Fig 5. Skipped exons and alternative acceptor splicing events are differentially enriched in COPD genes.

(A) SERPINA1 contains a number of different splicing events including (B) skipped exons, (C) alternative donors and (D) alternative acceptors. (E) On average, COPD genes contain fewer skipped exons and significantly more alternative acceptor splice events (p = 0.030) per total splice events in comparison with normalized reference genes.

Fig 6. Highly expressed COPD-associated gene transcripts are enriched in lung tissue.

The highest expressed transcript from each COPD-associated gene is shown as a percentage of expression in each of the 16 tissues from BodyMap. COPD-associated gene expression is highest in lung, white blood cells, testes and liver (14.5%, 9.9%, 9.0% and 8.7%), respectively. Other COPD-associated transcripts not in these tissues are still tissue specific and may be detrimental if expressed in the lung. Splice variants were determined as alternative splice sites through ASprofile [95].

Fig 7. Usage of SERPINA1 and AGER splice variants by tissue and COPD status.

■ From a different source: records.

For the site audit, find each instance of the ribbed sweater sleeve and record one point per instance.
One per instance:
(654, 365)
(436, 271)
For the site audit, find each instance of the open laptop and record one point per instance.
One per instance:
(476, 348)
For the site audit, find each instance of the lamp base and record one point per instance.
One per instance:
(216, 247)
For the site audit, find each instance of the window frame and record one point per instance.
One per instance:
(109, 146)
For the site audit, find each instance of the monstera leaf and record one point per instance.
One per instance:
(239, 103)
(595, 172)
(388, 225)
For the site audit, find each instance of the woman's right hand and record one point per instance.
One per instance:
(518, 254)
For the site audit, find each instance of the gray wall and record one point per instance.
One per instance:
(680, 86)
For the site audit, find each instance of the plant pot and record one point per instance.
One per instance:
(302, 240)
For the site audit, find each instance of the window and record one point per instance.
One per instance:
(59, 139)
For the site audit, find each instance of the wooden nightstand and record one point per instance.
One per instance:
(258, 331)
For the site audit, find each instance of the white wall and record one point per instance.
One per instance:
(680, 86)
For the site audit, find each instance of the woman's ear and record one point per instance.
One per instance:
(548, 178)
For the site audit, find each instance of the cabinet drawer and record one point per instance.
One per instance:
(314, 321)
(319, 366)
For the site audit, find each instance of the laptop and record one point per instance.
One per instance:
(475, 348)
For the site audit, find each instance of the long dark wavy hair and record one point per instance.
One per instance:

(A) The expression of each splice variant in SERPINA1 was normalized across tissues. The pattern of expression shows that these splice variants are not broadly used in every tissue, but specific to the kidney, liver, lung and white blood cells. (B) Likewise, AGER is expressed in nearly every tissue tested, but splice variants are have specific patterns that imply regulation. Splice variants were determined as alternative splice sites through ASprofile [95]. (C) RNA-seq data from control subjects and COPD patients indicate that in SERPINA1 four exons are significantly differentially used (p < 0.05). (D) In the AGER gene twelve exons are differentially expressed in COPD patients compared to normal controls (p < 0.05). Exon usage was generated with DEXSeq [101].